Il n’y a pas qu’en France ou au Royaume-Uni que se pose la question de la pertinence d’introduire une porte dérobée (ou backdoor) dans un système de chiffrement de bout en bout afin de lire, notamment au nom de la lutte anti-terroriste, des messages censés être privés. En Australie aussi, le gouvernement dirigé par Malcolm Turnbull se penche sur cette problématique.

En août, les parlementaires auront à se pencher sur un texte de loi qui doit imposer aux entreprises de technologie — que ce soit des fabricants d’appareils ou des compagnies développant des logiciels — d’aider les autorités à intercepter et lire les messages envoyés par des suspects, rapporte Fortune. Le texte pourrait être adopté en l’espace de quelques mois et ouvrir la voie aux portées dérobées dans les logiciels.

Le Sydney Morning Herald rapporte toutefois que des sociétés comme Facebook et Apple ont fait savoir qu’elles contesteront autant que possible les orientations de Canberra sur le déchiffrement des messages, considérant qu’elles fournissent déjà autant d’aide qu’il est possible d’en apporter. L’affaiblissement de la cryptographie n’est pas une solution d’avenir, à leurs yeux.

Notant une résistance de la part des grandes entreprises technologiques, l’Australie doit rencontrer des représentants d’Apple cette semaine pour discuter de ces problématiques, indique Skynews. Mais il semble que la décision de légiférer est irrévocable, à en croire des propos du procureur-général George Brandis qui ont été rapportés pas la presse australienne.

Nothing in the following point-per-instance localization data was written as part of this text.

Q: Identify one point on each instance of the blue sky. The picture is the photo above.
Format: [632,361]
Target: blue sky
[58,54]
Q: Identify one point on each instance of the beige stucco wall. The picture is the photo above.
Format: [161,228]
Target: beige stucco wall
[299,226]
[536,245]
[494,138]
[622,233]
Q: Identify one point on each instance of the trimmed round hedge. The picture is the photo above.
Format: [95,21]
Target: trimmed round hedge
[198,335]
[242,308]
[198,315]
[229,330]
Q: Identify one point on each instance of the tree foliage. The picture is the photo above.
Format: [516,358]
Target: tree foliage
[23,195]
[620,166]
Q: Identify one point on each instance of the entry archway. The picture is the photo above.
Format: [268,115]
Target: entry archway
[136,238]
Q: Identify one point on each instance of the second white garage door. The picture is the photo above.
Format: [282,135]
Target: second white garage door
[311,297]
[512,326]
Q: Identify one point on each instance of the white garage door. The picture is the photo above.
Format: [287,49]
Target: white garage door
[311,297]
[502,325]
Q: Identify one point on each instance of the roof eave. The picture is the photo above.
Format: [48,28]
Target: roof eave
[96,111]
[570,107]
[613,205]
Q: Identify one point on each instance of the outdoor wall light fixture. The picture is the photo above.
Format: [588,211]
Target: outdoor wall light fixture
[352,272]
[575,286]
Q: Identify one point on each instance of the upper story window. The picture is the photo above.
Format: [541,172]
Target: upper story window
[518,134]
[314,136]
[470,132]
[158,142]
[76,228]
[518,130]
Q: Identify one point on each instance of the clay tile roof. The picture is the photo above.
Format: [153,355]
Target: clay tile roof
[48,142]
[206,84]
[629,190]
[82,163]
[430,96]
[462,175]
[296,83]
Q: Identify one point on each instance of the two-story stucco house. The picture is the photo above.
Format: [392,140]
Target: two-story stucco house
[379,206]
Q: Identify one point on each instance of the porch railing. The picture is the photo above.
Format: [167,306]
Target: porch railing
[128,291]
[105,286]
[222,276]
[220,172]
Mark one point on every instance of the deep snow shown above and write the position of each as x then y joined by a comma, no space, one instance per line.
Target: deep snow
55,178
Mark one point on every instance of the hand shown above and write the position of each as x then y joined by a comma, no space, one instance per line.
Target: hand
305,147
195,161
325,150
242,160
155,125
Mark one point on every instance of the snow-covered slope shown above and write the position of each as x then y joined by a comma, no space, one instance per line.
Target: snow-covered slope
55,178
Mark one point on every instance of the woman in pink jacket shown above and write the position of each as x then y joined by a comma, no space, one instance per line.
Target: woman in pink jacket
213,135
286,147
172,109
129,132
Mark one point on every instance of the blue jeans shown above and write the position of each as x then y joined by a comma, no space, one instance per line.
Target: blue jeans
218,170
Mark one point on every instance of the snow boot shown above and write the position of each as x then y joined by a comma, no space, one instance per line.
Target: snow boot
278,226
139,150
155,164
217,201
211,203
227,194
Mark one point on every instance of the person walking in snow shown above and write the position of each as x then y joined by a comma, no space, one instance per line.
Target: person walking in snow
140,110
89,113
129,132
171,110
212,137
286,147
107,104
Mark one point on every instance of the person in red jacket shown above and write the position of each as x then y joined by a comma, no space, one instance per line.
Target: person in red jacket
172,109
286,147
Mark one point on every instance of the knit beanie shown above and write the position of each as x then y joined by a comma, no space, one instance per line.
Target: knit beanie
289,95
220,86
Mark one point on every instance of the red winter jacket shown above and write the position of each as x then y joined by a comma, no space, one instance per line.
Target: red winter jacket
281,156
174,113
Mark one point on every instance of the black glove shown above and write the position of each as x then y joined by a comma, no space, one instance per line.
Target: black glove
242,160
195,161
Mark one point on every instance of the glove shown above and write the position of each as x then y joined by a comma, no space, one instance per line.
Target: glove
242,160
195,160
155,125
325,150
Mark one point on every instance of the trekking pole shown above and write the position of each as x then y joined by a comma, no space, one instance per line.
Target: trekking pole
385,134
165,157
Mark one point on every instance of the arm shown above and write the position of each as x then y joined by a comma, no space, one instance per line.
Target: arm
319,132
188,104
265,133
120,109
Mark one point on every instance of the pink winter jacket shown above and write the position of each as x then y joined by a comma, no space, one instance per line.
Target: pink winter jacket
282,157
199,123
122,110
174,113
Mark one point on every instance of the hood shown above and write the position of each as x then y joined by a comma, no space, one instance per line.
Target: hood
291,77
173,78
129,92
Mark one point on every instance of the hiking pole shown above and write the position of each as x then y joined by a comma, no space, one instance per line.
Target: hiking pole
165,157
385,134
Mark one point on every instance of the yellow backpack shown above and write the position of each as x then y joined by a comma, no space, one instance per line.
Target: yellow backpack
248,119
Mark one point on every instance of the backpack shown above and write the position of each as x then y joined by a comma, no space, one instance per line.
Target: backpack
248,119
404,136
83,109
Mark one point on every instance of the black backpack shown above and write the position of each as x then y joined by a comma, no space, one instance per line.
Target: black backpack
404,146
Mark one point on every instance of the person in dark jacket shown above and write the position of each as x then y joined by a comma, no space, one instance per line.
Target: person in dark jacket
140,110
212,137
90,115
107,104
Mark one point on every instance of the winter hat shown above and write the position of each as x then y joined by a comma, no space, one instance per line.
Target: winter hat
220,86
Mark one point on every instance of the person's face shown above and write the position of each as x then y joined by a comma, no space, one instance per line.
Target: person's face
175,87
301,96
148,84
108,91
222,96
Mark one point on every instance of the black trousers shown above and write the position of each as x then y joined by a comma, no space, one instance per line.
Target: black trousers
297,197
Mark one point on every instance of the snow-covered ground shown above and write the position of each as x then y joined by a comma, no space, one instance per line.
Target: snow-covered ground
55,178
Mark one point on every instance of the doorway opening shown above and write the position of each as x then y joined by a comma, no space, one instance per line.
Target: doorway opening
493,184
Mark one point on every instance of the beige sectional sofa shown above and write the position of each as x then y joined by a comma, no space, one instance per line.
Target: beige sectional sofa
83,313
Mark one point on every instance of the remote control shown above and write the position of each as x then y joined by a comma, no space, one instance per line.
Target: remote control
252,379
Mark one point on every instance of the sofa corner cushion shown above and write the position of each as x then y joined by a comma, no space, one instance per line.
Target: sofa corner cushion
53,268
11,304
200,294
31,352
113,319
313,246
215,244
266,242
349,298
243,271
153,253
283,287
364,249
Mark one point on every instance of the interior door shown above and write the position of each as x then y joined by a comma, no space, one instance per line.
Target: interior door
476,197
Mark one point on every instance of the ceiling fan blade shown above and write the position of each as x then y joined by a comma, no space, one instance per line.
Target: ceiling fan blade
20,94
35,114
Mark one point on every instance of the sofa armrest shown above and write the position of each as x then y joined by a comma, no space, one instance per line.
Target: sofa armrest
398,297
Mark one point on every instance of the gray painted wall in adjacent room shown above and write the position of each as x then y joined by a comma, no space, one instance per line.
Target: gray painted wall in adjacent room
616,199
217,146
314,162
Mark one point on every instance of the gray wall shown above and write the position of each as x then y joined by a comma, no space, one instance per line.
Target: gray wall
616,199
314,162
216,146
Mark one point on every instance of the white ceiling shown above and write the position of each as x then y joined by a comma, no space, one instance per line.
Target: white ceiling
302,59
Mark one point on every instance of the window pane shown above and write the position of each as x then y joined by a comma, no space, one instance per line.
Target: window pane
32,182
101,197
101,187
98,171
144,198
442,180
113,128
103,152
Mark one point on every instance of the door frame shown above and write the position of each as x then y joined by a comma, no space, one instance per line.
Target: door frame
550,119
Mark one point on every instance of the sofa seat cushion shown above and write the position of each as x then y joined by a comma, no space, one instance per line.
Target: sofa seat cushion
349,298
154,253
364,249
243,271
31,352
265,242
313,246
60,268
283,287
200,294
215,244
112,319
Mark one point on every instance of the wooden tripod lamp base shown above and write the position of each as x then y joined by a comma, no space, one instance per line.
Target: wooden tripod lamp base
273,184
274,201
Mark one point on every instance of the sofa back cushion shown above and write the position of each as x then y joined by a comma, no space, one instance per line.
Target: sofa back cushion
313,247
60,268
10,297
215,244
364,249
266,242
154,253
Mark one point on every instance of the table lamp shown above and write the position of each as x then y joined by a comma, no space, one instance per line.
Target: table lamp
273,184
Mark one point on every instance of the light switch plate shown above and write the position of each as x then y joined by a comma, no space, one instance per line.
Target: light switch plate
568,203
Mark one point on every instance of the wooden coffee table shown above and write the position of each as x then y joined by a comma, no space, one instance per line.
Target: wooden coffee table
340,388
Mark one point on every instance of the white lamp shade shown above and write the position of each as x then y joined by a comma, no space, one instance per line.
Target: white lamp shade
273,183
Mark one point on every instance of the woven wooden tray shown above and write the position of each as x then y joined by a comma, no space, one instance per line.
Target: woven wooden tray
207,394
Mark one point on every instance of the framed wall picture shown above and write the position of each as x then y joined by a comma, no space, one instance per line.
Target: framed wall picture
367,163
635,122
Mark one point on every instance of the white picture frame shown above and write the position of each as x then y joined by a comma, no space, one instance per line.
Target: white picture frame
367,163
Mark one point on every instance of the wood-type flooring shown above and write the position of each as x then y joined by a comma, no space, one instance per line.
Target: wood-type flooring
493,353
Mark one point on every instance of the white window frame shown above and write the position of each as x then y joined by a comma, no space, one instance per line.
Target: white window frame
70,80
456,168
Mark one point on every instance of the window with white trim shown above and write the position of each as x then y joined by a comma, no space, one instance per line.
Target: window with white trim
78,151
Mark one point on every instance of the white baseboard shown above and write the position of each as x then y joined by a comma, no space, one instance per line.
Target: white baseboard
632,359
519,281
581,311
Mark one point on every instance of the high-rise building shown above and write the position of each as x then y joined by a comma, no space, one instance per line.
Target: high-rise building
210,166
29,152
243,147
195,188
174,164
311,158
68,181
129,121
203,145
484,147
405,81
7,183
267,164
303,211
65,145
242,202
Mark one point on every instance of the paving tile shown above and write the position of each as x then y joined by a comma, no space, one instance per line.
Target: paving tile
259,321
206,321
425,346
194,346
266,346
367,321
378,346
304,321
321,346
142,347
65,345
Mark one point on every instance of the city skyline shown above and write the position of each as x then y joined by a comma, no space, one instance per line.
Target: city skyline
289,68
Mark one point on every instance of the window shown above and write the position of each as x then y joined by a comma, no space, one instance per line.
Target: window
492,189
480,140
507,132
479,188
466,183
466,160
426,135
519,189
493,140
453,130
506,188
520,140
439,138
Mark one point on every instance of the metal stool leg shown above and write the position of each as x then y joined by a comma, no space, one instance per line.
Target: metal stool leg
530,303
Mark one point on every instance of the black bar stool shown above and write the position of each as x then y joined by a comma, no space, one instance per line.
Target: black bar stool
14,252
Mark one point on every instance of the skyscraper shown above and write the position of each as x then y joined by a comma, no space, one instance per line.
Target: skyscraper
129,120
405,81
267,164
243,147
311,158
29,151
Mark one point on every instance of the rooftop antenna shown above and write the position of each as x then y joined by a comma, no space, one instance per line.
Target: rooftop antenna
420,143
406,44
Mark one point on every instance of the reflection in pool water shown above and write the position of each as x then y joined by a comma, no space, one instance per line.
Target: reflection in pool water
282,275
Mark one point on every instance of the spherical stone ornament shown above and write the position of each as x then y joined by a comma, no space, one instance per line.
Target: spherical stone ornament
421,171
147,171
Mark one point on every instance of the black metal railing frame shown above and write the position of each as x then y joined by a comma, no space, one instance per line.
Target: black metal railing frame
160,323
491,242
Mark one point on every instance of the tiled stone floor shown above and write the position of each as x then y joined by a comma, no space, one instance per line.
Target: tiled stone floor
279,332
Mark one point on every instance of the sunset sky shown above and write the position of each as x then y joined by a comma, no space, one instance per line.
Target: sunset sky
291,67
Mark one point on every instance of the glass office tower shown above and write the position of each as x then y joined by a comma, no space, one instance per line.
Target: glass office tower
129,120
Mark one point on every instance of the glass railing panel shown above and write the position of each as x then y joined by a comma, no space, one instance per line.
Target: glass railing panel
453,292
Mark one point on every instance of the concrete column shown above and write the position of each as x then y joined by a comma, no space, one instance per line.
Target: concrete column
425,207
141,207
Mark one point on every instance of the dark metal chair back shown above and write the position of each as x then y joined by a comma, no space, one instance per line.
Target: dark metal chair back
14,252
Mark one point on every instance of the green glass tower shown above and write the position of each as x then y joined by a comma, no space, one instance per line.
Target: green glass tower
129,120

Messenger propose du chiffrement.

Les firmes comme Facebook et Apple doivent « faire face à leurs responsabilités » a déclaré le premier ministre Malcolm Turnbull. « Ce que nous cherchons à faire, c’est obtenir leur aide », a-t-il ajouté lors d’une conférence de presse à Sydney. « Elles ne peuvent pas seulement s’en laver les mains et dire que cela n’a rien à voir avec elles », a-t-il poursuivi, tout en reconnaissant que ce sujet a son lot de difficultés.

Ces propos ne sont guère différents de ceux que l’on peut entendre parfois sous nos latitudes, que ce soit par le gouvernement actuel ou par le précédent. Reste à savoir si la volonté politique qu’affiche l’Australie tiendra dans la durée. Même les États-Unis, qui ont un temps envisagé d’imposer le déchiffrement par la loi, ont fini par reculer. Et Apple avait bataillé en justice contre le FBI pour défendre la sécurité de ses produits.

Les lois des mathématiques sont très louables, mais…

Quant à savoir si les lois mathématiques sur lesquelles repose la cryptographie vont s’accommoder de cette future législation, le premier ministre n’en a cure, considérant sans doute que l’intendance suivra : « les lois de l’Australie prévalent en Australie, je peux vous l’assurer. Les lois des mathématiques sont très louables, mais la seule loi applicable en Australie est la loi australienne ».

Et tant pis si l’introduction d’une porte dérobée dans le système d’exploitation iOS ou dans les logiciels de communication de la firme de Cupertino affaiblit la sécurité de l’ensemble des clients de l’entreprise, même ceux qui n’ont rien à voir avec l’Australie. Et qu’elle risque aussi d’être trouvée par des personnes malveillantes. Car une porte dérobée reste une faille : elle ne contrôle pas qui s’en sert.